Haltern (eib). Über dem westfälischen Bermuda-Dreieck, in dem die Legionen des Varus im Jahre 9 n.Ch. gegen Arminius untergegangen sind, liegt noch immer Nebel. Aber seit heute ist er nicht mehr ganz so dicht. In der Stadthalle und im Römermuseum ist seit heute für fünf Monate die Ausstellung „Imperium“ zu sehen: Eine Schau der Weltmacht Rom, die sich vor genau 2.000 Jahren eine empfindliche Niederlage holte.
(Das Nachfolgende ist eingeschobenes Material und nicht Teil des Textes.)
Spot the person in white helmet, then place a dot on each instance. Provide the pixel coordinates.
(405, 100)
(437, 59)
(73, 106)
Haltern bildet neben Kalkriese (Thema: Konflikt) und Detmold (Thema: Mythos) einen Eckpunkt der größten archäologischen Ausstellung, die es in dieser Form in Deutschland gegeben hat. So schwärmte der Direktor des Landschaftsverbandes Westfalen-Lippe, Dr. Wolfgang Kirsch, vor fast 100 Journalisten bei der Präsentation. Haltern erwartet 150.000 Besucher (alle drei Stätten zusammen eine halbe Million). Schon jetzt sind mehr als 1.000 Führungen durch die Seestadthalle gebucht.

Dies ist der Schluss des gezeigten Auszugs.